I'm attempting to write a screen scraper for Digikey that will allow our company to keep accurate track of pricing, part availability and product replacements when a part is discontinued. There seems to be a discrepancy between the XPATH that I'm seeing in Chrome Devtools as well as Firebug on Firefox and what my C# program is seeing.
The page that I'm scraping currently is http://search.digikey.com/scripts/DkSearch/dksus.dll?Detail&name=296-12602-1-ND
The code I'm currently using is pretty quick and dirty...
//This function retrieves data from the digikey
private static List<string> ExtractProductInfo(HtmlDocument doc)
{
List<HtmlNode> m_unparsedProductInfoNodes = new List<HtmlNode>();
List<string> m_unparsedProductInfo = new List<string>();
//Base Node for part info
string m_baseNode = @"//html[1]/body[1]/div[2]";
//Write part info to list
m_unparsedProductInfoNodes.Add(doc.DocumentNode.SelectSingleNode(m_baseNode + @"/table[1]/tr[1]/td[1]/table[1]/tr[1]/td[1]"));
//More lines of similar form will go here for more info
//this retrieves digikey PN
foreach(HtmlNode node in m_unparsedProductInfoNodes)
{
m_unparsedProductInfo.Add(node.InnerText);
}
return m_unparsedProductInfo;
}
Although the path I'm using appears to be "correct" I keep getting NULL when I look at the list "m_unparsedProductInfoNodes"

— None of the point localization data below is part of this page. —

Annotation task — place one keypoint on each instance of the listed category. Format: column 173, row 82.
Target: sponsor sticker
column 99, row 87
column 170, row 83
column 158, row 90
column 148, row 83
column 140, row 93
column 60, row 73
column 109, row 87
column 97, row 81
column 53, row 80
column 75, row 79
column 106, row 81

Any idea what's going on here? I'll also add that if I do a "SelectNodes" on the baseNode it only returns a div with the only significant child being "cs=####" which seems to vary with browser user agents. If I try to use this in anyway (putting /cs=0 in the path for the unidentifiable browser) it pitches a fit insisting that my expression doesn't evaluate to a node set, but leaving them still leaves the problem of all data past div[2] is returned as NULL.